However, relevant studies to date have included relatively few isolates, locales, and sources and limited time periods (2,6). In addition, the idiosyncratic nature of PFGE analysis precludes across-study comparisons. Thus, we analyzed 579 ST131 isolates from diverse sources according to a standardized PFGE protocol and then compared PFGE profiles with other characteristics, including geographic origin, time of collection, ecologic source, and antimicrobial drug–resistance traits.
The 579 ST131 study isolates, some previously published (3,9–12,14–19), were compiled as a series of convenience samples from collaborators in diverse locales. The isolates came already identified as ST131 or as generic E. coli in need of screening for ST131 status. They derived mostly from collections assembled by investigators or reference laboratories on the basis of specific resistance phenotypes, O antigens, geographic origins, and/or clinical syndromes of interest. Some isolates were from cases or case series involving infected humans or animals with distinctive signs and symptoms and/or predisposing conditions (9–12,14,15).

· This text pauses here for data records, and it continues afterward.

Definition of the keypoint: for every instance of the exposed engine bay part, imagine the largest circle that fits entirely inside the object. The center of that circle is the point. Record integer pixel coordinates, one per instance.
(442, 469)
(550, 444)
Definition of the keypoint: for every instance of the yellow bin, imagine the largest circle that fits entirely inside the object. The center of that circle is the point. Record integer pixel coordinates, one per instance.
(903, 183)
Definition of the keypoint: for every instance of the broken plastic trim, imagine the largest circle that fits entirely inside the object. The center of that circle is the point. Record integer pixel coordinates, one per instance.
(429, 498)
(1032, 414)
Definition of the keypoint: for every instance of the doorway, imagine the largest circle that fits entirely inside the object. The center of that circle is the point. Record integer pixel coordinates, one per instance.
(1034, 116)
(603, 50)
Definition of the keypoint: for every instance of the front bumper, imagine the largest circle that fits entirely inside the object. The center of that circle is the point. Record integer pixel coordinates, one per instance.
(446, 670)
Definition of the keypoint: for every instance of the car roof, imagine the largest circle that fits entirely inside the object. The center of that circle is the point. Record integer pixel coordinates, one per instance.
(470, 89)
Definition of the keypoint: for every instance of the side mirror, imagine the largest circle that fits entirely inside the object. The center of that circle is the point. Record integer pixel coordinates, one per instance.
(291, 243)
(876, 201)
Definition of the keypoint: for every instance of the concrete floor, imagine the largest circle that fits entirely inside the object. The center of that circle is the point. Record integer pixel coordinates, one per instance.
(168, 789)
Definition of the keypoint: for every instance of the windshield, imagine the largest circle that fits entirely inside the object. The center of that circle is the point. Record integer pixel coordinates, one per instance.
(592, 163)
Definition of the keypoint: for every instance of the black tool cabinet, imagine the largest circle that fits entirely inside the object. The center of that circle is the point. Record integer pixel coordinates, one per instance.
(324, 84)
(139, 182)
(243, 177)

Isolates were accompanied by data regarding date of isolation (or receipt in the reference laboratory), ecologic source (i.e., host species, food, or water), and locale of origin. For some isolates, data were available regarding resistance-associated characteristics, i.e., fluoroquinolone resistance; ESBL production; and presence of blaCTX-M-15, which encodes the CTX-M-15 ESBL variant. If not provided, this information was newly generated.
Of the 579 study isolates, 34 (5.9%) came already defined as ST131 by 7-locus MLST (http://mlst.ucc.ie/mlst/dbs/Ecoli). The remaining 545 (94.1%) were presumptively identified as ST131 in the study laboratory by PCR-based screening for ST131-specific single-nucleotide polymorphisms (SNPs) in gyrB and mdh (17). Full MLST was done de novo for 57 (10.5%) of these presumptive ST131 isolates, which represented diverse time periods, locales, sources, and resistance characteristics; in each instance, presumptive ST131 status was confirmed (SNP PCR specificity 100%; 95% CI 94%–100%). Thus, 91 (16%) isolates were directly confirmed by MLST to be ST131. Another 301 (52%) isolates represented pulsotypes with >1 MLST-confirmed ST131 isolate, which indirectly confirmed their ST131 status. Therefore, in total, 392 (68%) isolates were directly or indirectly confirmed by MLST to be ST131. Of the 31 earliest isolates (1967–1997), including the 5 earliest isolates (1967–1986), 32% were directly confirmed by MLST to be ST131.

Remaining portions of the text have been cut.